Chameleon on the moon 2

Continuation from Rio de Janeiro

When I arrived in a new town, I asked around to the locals. How to get to the valley I’m looking for, or about the pottery village. I moved while gathering information.

One day, I met Fabiana while hiking to a mountain, who knew an artist who is a painter, also potter, and sculptor.

I saw a tall flower that looked like a firework on my hike. I heard it was called “Sempre-viva,” meaning “sempre (always)”, “viva (alive)”. I liked the name. It probably means “evergreen”.

After descending the mountain, we went to a place where there was a grassy plain on top of the land that looked like solidified lava. There was also a rockery, with murals of animals painted by the ancients. Sempre viva, someone is always alive.

A few days later, Fabiana took me to the town where the artist lives. It was an old town where the first settlers began to live about 300 years ago.

And then I met João.

He painted portraits or churches, one is Aleijadinho (a Brazilian colonial architect and sculptor affectionately known as Mr.
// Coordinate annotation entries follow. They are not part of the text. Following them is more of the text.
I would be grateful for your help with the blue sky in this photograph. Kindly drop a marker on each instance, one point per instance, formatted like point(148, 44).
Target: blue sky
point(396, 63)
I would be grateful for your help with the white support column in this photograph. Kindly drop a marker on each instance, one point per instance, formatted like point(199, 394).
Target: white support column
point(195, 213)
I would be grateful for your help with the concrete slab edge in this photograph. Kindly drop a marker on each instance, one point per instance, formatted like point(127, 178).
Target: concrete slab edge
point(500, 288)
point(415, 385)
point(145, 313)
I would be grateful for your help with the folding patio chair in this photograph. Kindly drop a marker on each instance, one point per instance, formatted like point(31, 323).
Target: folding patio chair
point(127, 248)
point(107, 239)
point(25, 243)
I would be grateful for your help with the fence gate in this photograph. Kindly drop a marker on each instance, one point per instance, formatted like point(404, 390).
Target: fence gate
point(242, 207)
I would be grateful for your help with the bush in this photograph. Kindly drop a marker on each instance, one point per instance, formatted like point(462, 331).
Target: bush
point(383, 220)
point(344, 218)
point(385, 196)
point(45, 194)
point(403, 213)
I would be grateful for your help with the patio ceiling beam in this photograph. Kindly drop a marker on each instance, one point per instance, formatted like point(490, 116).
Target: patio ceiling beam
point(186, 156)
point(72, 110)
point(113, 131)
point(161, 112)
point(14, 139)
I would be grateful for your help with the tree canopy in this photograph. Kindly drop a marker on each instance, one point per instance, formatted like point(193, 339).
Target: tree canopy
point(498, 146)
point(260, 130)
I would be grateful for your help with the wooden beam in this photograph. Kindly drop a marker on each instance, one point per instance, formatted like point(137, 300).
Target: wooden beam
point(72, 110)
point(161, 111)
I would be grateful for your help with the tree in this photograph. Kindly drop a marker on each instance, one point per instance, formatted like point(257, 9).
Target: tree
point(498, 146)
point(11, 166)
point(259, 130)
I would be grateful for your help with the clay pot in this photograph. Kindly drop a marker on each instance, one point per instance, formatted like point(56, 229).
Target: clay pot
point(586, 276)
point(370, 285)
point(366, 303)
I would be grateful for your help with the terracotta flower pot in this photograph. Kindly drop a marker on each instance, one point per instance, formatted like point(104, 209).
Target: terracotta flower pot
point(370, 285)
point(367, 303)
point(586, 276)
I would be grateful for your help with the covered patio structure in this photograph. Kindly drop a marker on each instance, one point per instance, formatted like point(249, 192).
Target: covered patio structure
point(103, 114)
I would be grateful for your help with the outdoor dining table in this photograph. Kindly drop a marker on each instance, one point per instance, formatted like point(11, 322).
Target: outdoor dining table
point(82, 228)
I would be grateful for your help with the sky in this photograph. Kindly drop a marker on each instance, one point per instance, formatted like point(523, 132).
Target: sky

Handicapped or Little Cripple). He used soapstone from the region to make stone pots, an essential part of the region’s traditional cuisine. He made almost everything himself, from electrical wiring to table saws to potter’s wheels to small tools. He made various sculptures out of stone and wood, made clay from soil he collected near his house, and fired pottery in a kiln he built behind his house.

It was still a little south of the valley settlement I was aiming for.
But isn’t it here? I knew this was the place I was looking for.
João welcomed me to his studio with open arms.
I had been in Brazil for three months and could only speak a little Portuguese. Even so, João talked to me a lot, and at the same time, he gently watched over me. Our communication was imperfect, but there were moments of understanding that do not always happen even between speakers of the same native language. It was a precious time when we were able to exchange various invisible things.
The days in João’s studio reminded me to immerse myself in the act of making and reminded me of fulfillment.

After about a month, I stopped my hand like crazy moving and suddenly went for a walk. I went all the way up the hill and arrived at a school-like place with lots of kids.